The site, Brown tells Radar, will have "no ideological stance" and will be edited by Edward Felsenthal, the former deputy managing editor of the Wall Street Journal who is currently a consultant at Portfolio. (We hear that two business editors at the New York Times were also contacted about jobs, but didn't bite.) Brown declined to offer specifics on either a launch date or about what, exactly, the site hopes to accomplish, saying only that it would be "a new take on an aggregator website."
The news comes on the heels of a New York Times report that the Huffington Post, a lefty news aggregator and blogging vessel for various celebrities, celebrity offspring, and the college roommates of celebrity offspring, is worth a staggering $200 million.

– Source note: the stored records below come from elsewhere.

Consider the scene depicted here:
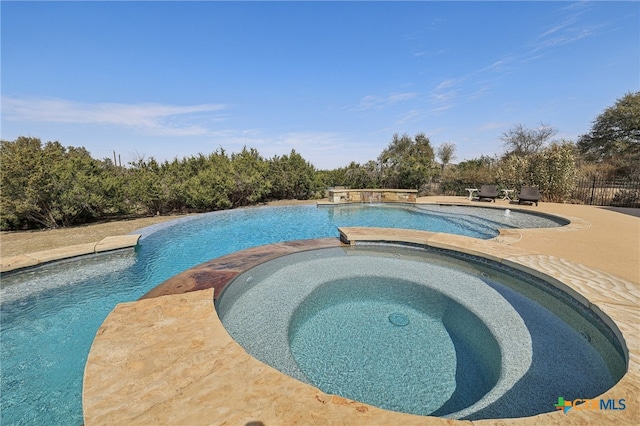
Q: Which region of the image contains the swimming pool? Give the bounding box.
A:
[216,244,626,419]
[0,204,567,425]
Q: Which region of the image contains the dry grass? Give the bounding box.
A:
[0,215,180,257]
[0,199,321,258]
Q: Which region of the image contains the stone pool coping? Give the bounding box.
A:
[82,201,639,425]
[0,234,141,273]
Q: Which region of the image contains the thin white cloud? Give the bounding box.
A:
[528,2,599,55]
[351,92,417,112]
[539,24,564,39]
[467,85,492,101]
[429,79,460,111]
[429,104,455,113]
[435,79,457,90]
[431,89,458,103]
[228,130,372,169]
[0,95,373,168]
[353,95,385,111]
[272,131,348,151]
[395,109,427,125]
[413,48,446,58]
[478,58,516,74]
[531,26,596,53]
[418,2,604,119]
[1,96,228,136]
[478,122,508,131]
[388,92,418,104]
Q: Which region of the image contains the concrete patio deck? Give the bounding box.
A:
[79,197,639,425]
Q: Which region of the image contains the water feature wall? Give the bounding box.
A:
[325,188,417,203]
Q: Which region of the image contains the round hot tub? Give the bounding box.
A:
[287,275,510,417]
[215,244,626,420]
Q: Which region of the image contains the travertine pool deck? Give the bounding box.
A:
[80,198,639,425]
[0,234,142,273]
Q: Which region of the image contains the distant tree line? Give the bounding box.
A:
[437,91,639,202]
[1,92,637,230]
[0,141,322,230]
[0,131,440,230]
[324,92,639,203]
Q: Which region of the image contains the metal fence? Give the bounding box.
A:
[571,177,640,208]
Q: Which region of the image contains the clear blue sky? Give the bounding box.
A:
[2,1,638,169]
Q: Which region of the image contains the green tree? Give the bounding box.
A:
[495,142,577,202]
[229,147,271,207]
[577,91,640,177]
[183,152,233,210]
[268,149,319,200]
[316,168,348,189]
[342,161,380,189]
[378,133,436,189]
[528,141,578,202]
[158,157,191,211]
[495,155,530,191]
[0,137,110,229]
[97,157,130,216]
[436,142,457,171]
[126,157,170,216]
[1,137,44,229]
[441,156,496,195]
[47,144,108,225]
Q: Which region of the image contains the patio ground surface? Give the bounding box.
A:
[4,196,639,425]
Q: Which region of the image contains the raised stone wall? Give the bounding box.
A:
[326,188,417,204]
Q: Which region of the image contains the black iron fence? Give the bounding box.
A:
[571,177,640,208]
[422,177,640,207]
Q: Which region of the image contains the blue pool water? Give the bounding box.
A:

Arianna Huffington, the site's namesake and founder, is a close friend of Brown's. (The two even kind of look the same!) Brown, however, stresses that her site will not be a direct HuffPo competitor.
Brown's decision to partner with 65-year-old Diller comes at a critical juncture for IAC. Though the aging Internet titan recently won a protracted legal battle against Liberty Media Corp's John Malone for control over IAC, the company's value has declined from $22 billion to just over $7 billion in five years. Many of IAC's recent high-profile Web ventures, including the search engine Ask, political humor site 23/6, and FiLife, have fizzled. It remains to be seen whether Brown's "new take" on news aggregation will be enough to right the ship.